Marty Brennaman called his last Reds home game last night, and there goes more of summer's background music. This is how it works in baseball, see. No sport is more wedded, in its porch-swing cadences, to its season and its medium -- the season being summer, and the medium being radio.
And so when a Brennaman sits behind the mike for 46 years as the voice of Cincinnati Reds baseball, a curious alchemy takes hold across the long slow days and lollygagging twilights of summer. After awhile his voice becomes what you hear when you look back on that season of the year, a soft murmur that's barely noticed but indelibly stitched into every summer memory.

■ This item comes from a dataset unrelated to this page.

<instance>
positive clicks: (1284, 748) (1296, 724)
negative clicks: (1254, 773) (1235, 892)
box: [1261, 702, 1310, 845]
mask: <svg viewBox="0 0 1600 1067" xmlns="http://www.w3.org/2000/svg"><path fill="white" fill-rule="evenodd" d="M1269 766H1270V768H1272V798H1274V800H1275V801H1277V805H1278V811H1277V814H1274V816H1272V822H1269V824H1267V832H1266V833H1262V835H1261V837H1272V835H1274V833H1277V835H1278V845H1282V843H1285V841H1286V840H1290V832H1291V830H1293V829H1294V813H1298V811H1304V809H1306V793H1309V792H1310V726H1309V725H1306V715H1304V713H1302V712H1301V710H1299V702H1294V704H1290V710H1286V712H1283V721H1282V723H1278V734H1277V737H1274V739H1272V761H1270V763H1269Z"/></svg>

It worked that way with Red Barber and the Yankees and Ernie Harwell and the Tigers and Jack Brickhouse and Harry Caray and the Cubs, and it works that way with Brennaman and the Reds, too. Next season someone else will be calling balls and strikes and telling tales in baseball's long pauses, but something will be off. The Reds will still be the Reds, but it won't seem so, somehow.
Every Reds fan has his favorite Marty Brennaman story, and, even though I am not and never have been a Reds fan, I have one, too. It is an outsider's story, and thus an odd one. But in some way it is its own tribute to the Brennaman canon, its own nod to 46 years of ritual.
Back in my Anderson days, when there was still such a thing as two newspapers even in fair-to-middling cities, the assistant sports editor at our rival paper was a huge Reds fan, as many folks in central Indiana are. Every night he'd lay out the pages or write headlines or craft ledes with Marty Brennaman's voice as his accompaniment. And when Brennaman got to his signature line, "And this one belongs to the Reds!" ...
Well. The sports editor, being an impish sort, would always time it perfectly. He'd wait until juuuust before Brennaman began "And this ...", and then he'd reach over and quickly turn off the radio.
The assistant sports editor was not amused by this, I am told.
Because, yes, ritual is all, in this realm. And now, after 46 years, it is no longer.
Someone has reached over and turned off the radio. For good, this time.